We recommend the following sources on dividing equity.

  • The Co-Founder Mythology” by Mark Suster cautions against forming 50/50 partnerships which he believes are inherently unstable. He advocates shunning convention and hiring a co-founder and offering 20% or 30% equity—not 50%.
  • In “How to Split Equity Among Co-Founders,” Michael Seibel, CEO of Y Combinator, reviews and refutes the reasons many experts cite for dividing equity unequally.
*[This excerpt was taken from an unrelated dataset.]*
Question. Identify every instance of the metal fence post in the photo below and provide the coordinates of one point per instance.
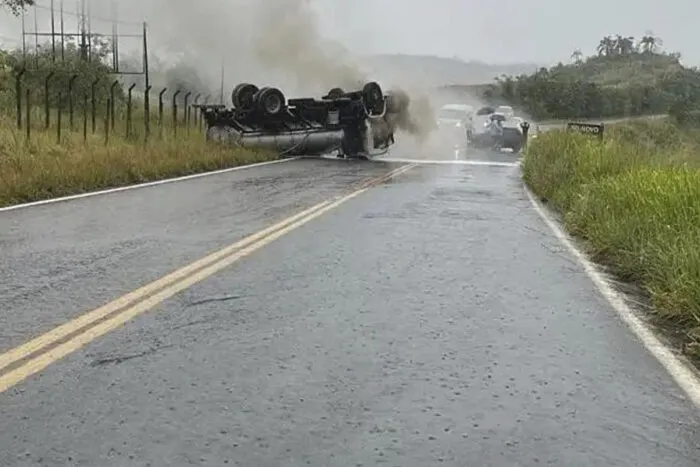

Explaining why founders should split 50/50, he explains, “If you aren’t willing to give your partner an equal share, then perhaps you are choosing the wrong partner.”
  • Dividing Equity Among Founders,” by Chris Dixon, co-founder of Founder Collective, underscores that no formula exists for dividing equity. He encourages founders to take time to thoroughly assess their individual contributions instead of opting to split equally. Noting that founders tend to overvalue past contributions and undervalue future contributions, he cautions, “Remember that an equity grant is typically for the next 4 years of work (hence 4 years of vesting). Imagine yourself 2 years from now after working day and night, and ask yourself in that situation if the split still seems fair.” Then, he provides guidelines on assessing different contributions.
  • In “Splitting Founder Equity: Avoid “Grunt Funds,” Silicon Hills Lawyer, a Texas startup lawyer who helps startups outside of Silicon Valley navigate legalese, cautions founders not to be too flexible in establishing equity. He sharply criticizes the trend of “Grunt Funds,” a method in which founders calculate their equity monthly, by applying a complex formula. He stresses that founders’ agreements should rely on a vesting schedule to adapt to unknowns.